Bug 380429

Summary:	app-text/pdfshuffler : will not allow me to export files which it has opened into a .pdf. once I click 'save' the box just hangs indefinitely.
Product:	Gentoo Linux	Reporter:	greenbean127
Component:	Current packages	Assignee:	No maintainer - Look at https://wiki.gentoo.org/wiki/Project:Proxy_Maintainers if you want to take care of it <maintainer-needed>
Status:	RESOLVED WORKSFORME
Severity:	normal
Priority:	Normal
Version:	unspecified
Hardware:	AMD64
OS:	Linux
Whiteboard:
Package list:		Runtime testing required:	---

Description greenbean127 2011-08-24 02:37:02 UTC

I open up multiple pdf files and manipulate them as desired.  When I click 'export' to save newly built document as a .pdf, the dialog box appears, I click 'save' and the box changes color to show its been clicked but just hangs there and does nothing.  If I click 'cancel' nothing happens.  I have to actually close the dialog box using the close button on the top of the window.  

Reproducible: Always

Steps to Reproduce:
1. Open up several .pdf's and manipulate them.
2. Click export.
3. Click save.
Actual Results:  
Dialog box just hangs and file is not saved.

Expected Results:  
Should create a new .pdf in the specified directory.

none.

Comment 1 Rafał Mużyło 2011-08-24 03:50:06 UTC

Any debug messages in the terminal ?

Comment 2 greenbean127 2011-08-24 04:31:37 UTC

(In reply to comment #1)
> Any debug messages in the terminal ?

yes there are, I should have provided an example in the bug post sorry.  Here you go

Traceback (most recent call last):
  File "/usr/bin/pdfshuffler", line 417, in choose_export_pdf_name
    self.export_to_file(file_out)
  File "/usr/bin/pdfshuffler", line 438, in export_to_file
    pdfdoc_inp = PdfFileReader(file(pdfdoc.copyname, 'rb'))
  File "/usr/lib64/python2.7/site-packages/pyPdf/pdf.py", line 374, in __init__
    self.read(stream)
  File "/usr/lib64/python2.7/site-packages/pyPdf/pdf.py", line 751, in read
    offset, generation = line[:16].split(" ")
ValueError: too many values to unpack

Comment 3 greenbean127 2011-08-24 15:19:16 UTC

I was able to find this bug reproduced on both redhat and debian bug reporting sites.  On the Debian site, someone pointed out that the bug only seems to happen with pdf's created by simplescan.  I was able to reproduce this on my system. 
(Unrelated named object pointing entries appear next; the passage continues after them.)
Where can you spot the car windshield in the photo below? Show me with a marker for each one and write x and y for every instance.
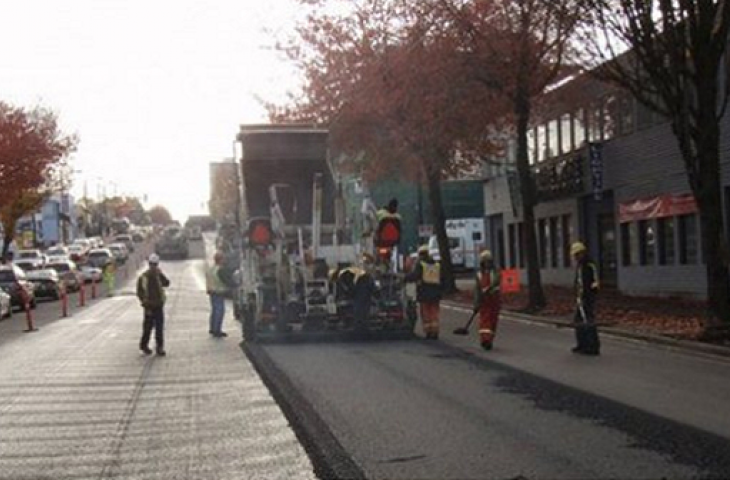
(7, 276)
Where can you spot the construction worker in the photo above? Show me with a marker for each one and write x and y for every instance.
(427, 275)
(151, 293)
(219, 282)
(388, 211)
(586, 289)
(487, 299)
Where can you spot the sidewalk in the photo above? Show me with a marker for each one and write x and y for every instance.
(667, 321)
(78, 400)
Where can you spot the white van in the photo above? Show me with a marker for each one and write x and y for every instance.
(467, 239)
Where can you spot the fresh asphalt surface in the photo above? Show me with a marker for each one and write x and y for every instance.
(528, 409)
(77, 400)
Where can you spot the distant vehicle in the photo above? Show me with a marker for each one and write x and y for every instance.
(121, 225)
(90, 274)
(99, 257)
(467, 239)
(6, 306)
(173, 243)
(33, 259)
(119, 250)
(15, 283)
(69, 273)
(46, 283)
(194, 233)
(127, 240)
(57, 251)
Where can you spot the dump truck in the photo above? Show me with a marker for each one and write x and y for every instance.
(295, 242)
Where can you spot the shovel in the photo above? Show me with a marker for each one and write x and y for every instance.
(465, 329)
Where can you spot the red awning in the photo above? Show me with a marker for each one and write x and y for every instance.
(657, 207)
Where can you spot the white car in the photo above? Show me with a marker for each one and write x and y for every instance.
(57, 251)
(6, 308)
(91, 274)
(33, 258)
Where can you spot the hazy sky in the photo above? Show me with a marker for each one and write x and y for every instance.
(155, 89)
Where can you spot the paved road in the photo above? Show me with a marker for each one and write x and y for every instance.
(528, 409)
(78, 400)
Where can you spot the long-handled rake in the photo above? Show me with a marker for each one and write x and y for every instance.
(465, 329)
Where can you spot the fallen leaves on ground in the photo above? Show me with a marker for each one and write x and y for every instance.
(673, 317)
If I open multiple pdf's that were not created by simple scan, then I am able to export the pages and create a new .pdf document by clicking 'export' and then 'save'.  It should be noted that the pdf files I used with success in pdfshuffler were not created on my system at all.
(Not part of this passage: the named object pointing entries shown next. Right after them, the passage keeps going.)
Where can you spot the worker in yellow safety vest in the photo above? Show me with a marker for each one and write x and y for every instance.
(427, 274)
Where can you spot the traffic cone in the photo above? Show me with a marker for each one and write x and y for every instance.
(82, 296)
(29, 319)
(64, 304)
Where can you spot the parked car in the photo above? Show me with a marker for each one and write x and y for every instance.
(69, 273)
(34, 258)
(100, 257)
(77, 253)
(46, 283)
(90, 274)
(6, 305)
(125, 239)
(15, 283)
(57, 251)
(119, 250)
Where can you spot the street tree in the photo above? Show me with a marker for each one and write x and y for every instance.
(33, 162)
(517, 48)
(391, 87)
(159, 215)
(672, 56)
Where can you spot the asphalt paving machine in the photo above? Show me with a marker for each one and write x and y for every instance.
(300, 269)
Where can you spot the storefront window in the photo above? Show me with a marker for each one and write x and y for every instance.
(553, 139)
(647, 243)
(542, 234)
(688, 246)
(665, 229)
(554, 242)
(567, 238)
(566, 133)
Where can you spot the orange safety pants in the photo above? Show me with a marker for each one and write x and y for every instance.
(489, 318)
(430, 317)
I was able to reproduce the problem again in pdfshuffler by trying to merge and export pdf files that I did create myself using simples-scan.  Here is the output from the terminal:

Traceback (most recent call last):
  File "/usr/bin/pdfshuffler", line 417, in choose_export_pdf_name
    self.export_to_file(file_out)
  File "/usr/bin/pdfshuffler", line 438, in export_to_file
    pdfdoc_inp = PdfFileReader(file(pdfdoc.copyname, 'rb'))
  File "/usr/lib64/python2.7/site-packages/pyPdf/pdf.py", line 374, in __init__
    self.read(stream)
  File "/usr/lib64/python2.7/site-packages/pyPdf/pdf.py", line 751, in read
    offset, generation = line[:16].split(" ")
ValueError: too many values to unpack
 
I hope this helps.  Thanks again :)

Comment 4 greenbean127 2011-08-24 16:10:43 UTC

The problem certain has to do with simple-scan created .pdf's.  I just scanned 2 documents using xsane, imported them to pdfshuffler and manipulated them.  I was able to save the two documents as a single document as expected.  There appears to be something in the way that simple-scan is creating pdf's that pdfshuffle does not like.  I am not sure how to proceed from here as this is my first bug filing.  Thanks.
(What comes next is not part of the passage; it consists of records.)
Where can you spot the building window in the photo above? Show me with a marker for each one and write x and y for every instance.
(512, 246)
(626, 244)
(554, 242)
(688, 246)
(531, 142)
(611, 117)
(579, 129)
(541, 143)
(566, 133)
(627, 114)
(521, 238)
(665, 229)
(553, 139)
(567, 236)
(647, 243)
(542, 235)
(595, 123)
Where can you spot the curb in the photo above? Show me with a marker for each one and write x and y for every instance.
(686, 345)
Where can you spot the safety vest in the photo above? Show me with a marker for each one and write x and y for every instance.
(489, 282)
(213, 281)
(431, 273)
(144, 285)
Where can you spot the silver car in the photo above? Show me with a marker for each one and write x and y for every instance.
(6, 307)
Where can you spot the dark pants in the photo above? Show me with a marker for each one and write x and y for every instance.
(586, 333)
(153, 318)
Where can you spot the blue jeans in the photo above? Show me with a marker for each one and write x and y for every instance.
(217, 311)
Comment 5 Rafał Mużyło 2011-08-24 20:23:26 UTC

Well, you may argue that it's pyPDF that's broken, but actually Simple Scan produces corrupted pdfs.
It took some googling, but the result was:
PDF Reference, section 3.4.3 
...
Following this line are the cross-reference entries themselves, one per line.
Each entry is exactly 20 bytes long, including the end-of-line marker.
The format of an in-use entry is as follows:
nnnnnnnnnn ggggg n eol

where
nnnnnnnnnn is a 10-digit byte offset
ggggg is a 5-digit generation number
n is a literal keyword identifying this as an in-use entry
eol is a 2-character end-of-line sequence

...
The cross-reference entry for a free object has essentially the same format, except that the keyword is f instead of n and the interpretation of the first item is different:
nnnnnnnnnn ggggg f eol

where
nnnnnnnnnn is the 10-digit object number of the next free object
ggggg is a 5-digit generation number
f is a literal keyword identifying this as a free entry
eol is a 2-character end-of-line sequence
...
If the file’s end-of-line marker is a single char-
acter (either a carriage return or a line feed), it is preceded by a single space; if the
marker is 2 characters (both a carriage return and a line feed), it is not preceded
by a space.

Well, many pdf files seem to forget the space, if they use just '\n',
but what Simple Scan puts in is:
"%010zu 0000 n\n".printf (offset)
so, not only it misses the space (pyPDF has a workaround for this - actually, given the above entry, it's not really correct),
but the generation number is one digit short - this is what causes the failure.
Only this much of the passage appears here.